3- Kıdem ve ihbar tazminatının giydirilmiş ücretten, diğer işçilik alacaklarının ise çıplak ücretten hesaplanması gerekir. İşçiye ücreti dışında ödenen asgari geçim indirimi yasa ile getirilmiş olup, bireyin veya ailenin asgari geçim düzeyini sağlayacak bölümünün toplam gelirden düşülerek vergi dışı bırakılmasıdır. Bu nedenle ücretin eki değildir. Ücret olarak nitelendirilemez ve tazminat ve işçilik alacaklarının hesaplanmasına esas ücrete dahil edilemez.
Hükme esas bilirkişi raporunda davacının kıdem ve ihbar tazminatlarının asgari geçim indirimi de dahil edilmiş olan ücretten hesaplanması hatalıdır. Davacının kıdem ve ihbar tazminatı asgari geçim indirimi dikkate alınmadan hesaplanıp belirlenmelidir.
4- Davacı işçinin fazla çalışma yapıp yapmadığı konusunda taraflar arasında uyuşmazlık bulunmaktadır.
Fazla çalışma yaptığını iddia eden işçi bu iddiasını ispatla yükümlüdür. Ücret bordrolarına ilişkin kurallar burada da geçerlidir. İşçinin imzasını taşıyan bordro sahteliği ispat edilinceye kadar kesin delil niteliğindedir. Bir başka anlatımla bordronun sahteliği ileri sürülüp kanıtlanmadıkça, imzalı bordroda görünen fazla çalışma alacağının ödendiği varsayılır.
Fazla çalışmanın ispatı konusunda işyeri kayıtları, özellikle işyerine giriş çıkışı gösteren belgeler, işyeri iç yazışmaları delil niteliğindedir. Ancak, fazla çalışmanın yazılı belgelerle kanıtlanamaması durumunda tarafların, tanık beyanları ile sonuca gidilmesi gerekir.

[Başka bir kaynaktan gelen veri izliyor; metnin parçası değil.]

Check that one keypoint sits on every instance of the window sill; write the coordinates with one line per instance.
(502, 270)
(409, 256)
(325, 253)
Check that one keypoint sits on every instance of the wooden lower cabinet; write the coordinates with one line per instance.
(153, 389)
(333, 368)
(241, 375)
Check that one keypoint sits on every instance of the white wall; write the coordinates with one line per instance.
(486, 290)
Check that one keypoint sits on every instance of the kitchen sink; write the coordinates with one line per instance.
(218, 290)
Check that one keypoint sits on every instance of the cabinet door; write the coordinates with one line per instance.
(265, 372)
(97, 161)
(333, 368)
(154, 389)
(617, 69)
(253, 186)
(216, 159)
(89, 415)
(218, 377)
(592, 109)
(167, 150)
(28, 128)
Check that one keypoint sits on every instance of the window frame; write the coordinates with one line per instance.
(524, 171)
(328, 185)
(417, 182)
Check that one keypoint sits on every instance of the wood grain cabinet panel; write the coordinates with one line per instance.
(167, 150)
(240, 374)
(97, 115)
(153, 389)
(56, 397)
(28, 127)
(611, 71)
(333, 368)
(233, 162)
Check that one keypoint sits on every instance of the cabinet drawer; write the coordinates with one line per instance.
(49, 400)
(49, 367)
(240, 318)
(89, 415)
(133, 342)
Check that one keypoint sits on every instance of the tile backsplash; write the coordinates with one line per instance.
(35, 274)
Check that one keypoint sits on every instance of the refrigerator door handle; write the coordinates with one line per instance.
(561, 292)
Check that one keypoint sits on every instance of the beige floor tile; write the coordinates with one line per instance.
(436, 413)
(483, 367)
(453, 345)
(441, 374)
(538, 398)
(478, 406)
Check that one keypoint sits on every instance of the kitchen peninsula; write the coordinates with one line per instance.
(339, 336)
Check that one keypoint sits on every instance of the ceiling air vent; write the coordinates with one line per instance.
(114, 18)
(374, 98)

Somut olayda; davacı fazla mesai yaptığını ve ücretinin ödenmediğini ileri sürmüş; davalı ise davacının fazla mesai yapmadığını savunmuştur. Yerel mahkemece, davacı tanıklarının beyanları dikkate alınarak hesaplama yapılan bilirkişi raporuna itibar edilmiş ve alacak hüküm altına alınmıştır.
Davacı tanıkları, davacı ile akraba olup davalı iş yerinde de çalışmayan kimselerdir. Dolayısı ile bu tanıkların davacının çalışma sürelerini ve şeklini bilmeleri mümkün olmayıp ifadelerine dayanılarak alacağın hüküm altına alınması da doğru değildir. Yerel mahkemece, davacının fazla çalışma yaptığı yönündeki iddiasını ispatlayamadığı gözetilmeksizin alacağın reddi gerekirken kabulü hatalı olup bozmayı gerektirmiştir.
SONUÇ:
Açıklanan sebepler ile temyiz edilen kararın BOZULMASINA peşin alınan temyiz harcının istek halinde ilgiliye iadesine, 04/02/2014 gününde oybirliği ile karar verildi.